Почитать Достоевского – за голову схватишься. «Ничего не вижу», «полная тьма», «дня и ночи не различаю». Но одно он совершил: «праведное», позитивное бревно, лежавшее поперек нашей русской, да и европейской улицы, он так тряхнул, что оно никогда не придет в прежнее спокойное и счастливое положение уравновешенности. Гений Достоевского покончил с прямолинейностью мысли и сердца; русское познание он невероятно углубил, но и расшатал… Можно сказать, он уничтожил совершенно не только таких писателей, как Михайловский, Писарев, таких поэтов, как Надсон, таких публицистов, как все «былое» «Вестника Европы», но он сделал невозможным в будущем повторение или воскресение таких наивностей, таких обухов, таких бревен… Оговоримся, что тяжелою громадою нашего общества Достоевский не только еще не понят, но и не прочитан внимательно, задумчиво; и, напр., «честные курсистки» и «благородные учительницы», как и лохматые студенты, с молниями в глазах, просто-напросто понятия даже не имеют о Достоевском – и лишь в меру этого и от этого захлебываются Михайловским и Надсоном.

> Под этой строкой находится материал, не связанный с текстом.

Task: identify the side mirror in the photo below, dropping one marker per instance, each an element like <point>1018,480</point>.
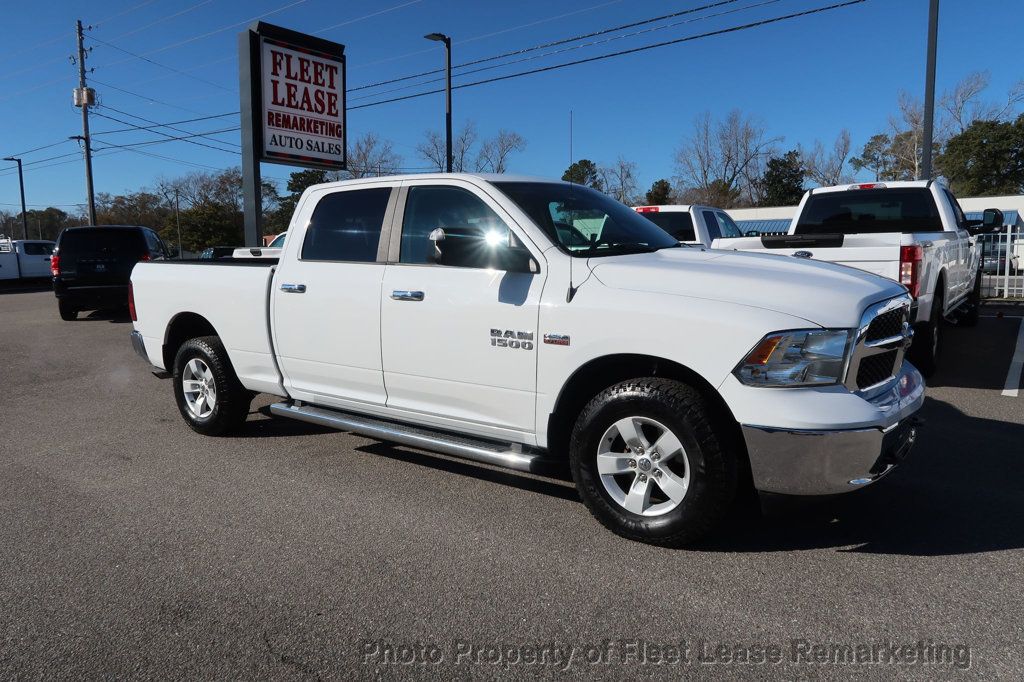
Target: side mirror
<point>436,236</point>
<point>991,221</point>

Но, заговорив о диалектике, я не без умысла назвал хамелеона как величайшего и естественного «диалектика», назвал, наконец, «флюгер», назвал, наконец, беса. Все это очень серьезно. Диалектика есть гениальная вещь, но диалектика есть и бесовская, отчаянная вещь. «Все концы со всеми концами сходятся», – и пресловутое карамазовское «все позволено», т. е. нет греха, не надо добродетели, «могу все, что хочу», – есть только естественное и притом реальное заключение диалектики, есть вовсе не вывод Ивана Карамазова о мире и жизни, а вывод самого скорбного Фед. Михча о мире и жизни, но лишь угрюмо сказанный, а не счастливо сказанный. А ему случалось и счастливо говорить этот же вывод. Как будто карамазовское «все позволено», до отцеубийства включительно, не есть то же самое, что умиленный лепет Кириллова о том, что «все хороши», что «вот ползет паук – я и ему молюсь», «если кто изнасилует ребенка – то и он хорош». Но у Кириллова это сказалось в евангельских тонах, соответственно кроткому, евангельскому сложению всего типа, всей его души, а у Ивана Карамазова – мрачно; по мысль – одна. И явно, что уже угрюмым оказыванием Иван Карамазов отрицает эту бесовскую мысль, а «святой» Кириллов предлагает эту мысль в самой обольстительной «евангельской» форме: «все обымемся», «все простим друг друга», «все возлюбим всех», растворим двери темниц, отменим суд, казнь… Вот и Федя каторжник, и Соня, и отец ее, и отцеубийца, и… и… И нет конца.
Да, черт знает, может быть, и в самом деле хорошо? Ведь в Священном писании, и Старом и Новом, что-то такое брезжит на конце всех концов? Но совершенно же несомненно, что при таковом «отворите мне темницу, дайте мне сиянье дня» – летят вверх тормашками все царства, политики, права, летят прахом все цивилизации, Рим становится не мудрее Бедлама, Греция не выше Капернаума, меркнут Сократ и Аристотель, меркнет и становится не нужен разум человеческий, наука всемирная, да не нужна и самая добродетель, кувыркаются рай и ад, и вообще «все потрясается», а звезды, путеводные огоньки человечества, осыпаются с неба, как пуговицы с изношенного сюртука… все это было бы очень величественно и красиво, если бы не иллюстрировалось Тим. Ник. Грановским, который в изгибах этой диалектики кушает одну котлетку с Пав. Ив. Чичиковым и Виссарионом Г. Белинским, который перемигивается с Дубельтом.
– Вот, ваше превосходительство, как вы меня на том глупом земном свете в бараний рог согнули. Стоило ли стараться?..
– Да и я вижу теперь, что совсем не стоило стараться: ибо в потусветном откровении тот, кто гнет в бараний рог, является выразителем только разных сторон одной неуловимой истины. Так что теперь, в случае нового воплощения, я могу писать критические статьи не хуже вас, а издатели будут печатать «полное собрание сочинений идеалиста Дубельта», и публика будет их читать не менее охотно, чем ваши, ибо, по диалектике, ведь «все равно» и «все друг с другом обымемся»…
Дубельт – не Дубельт, ну а, например, Константин Леонтьев: идеалист по плечу Достоевскому и вместе с тем реакционер мрачнее Дубельта.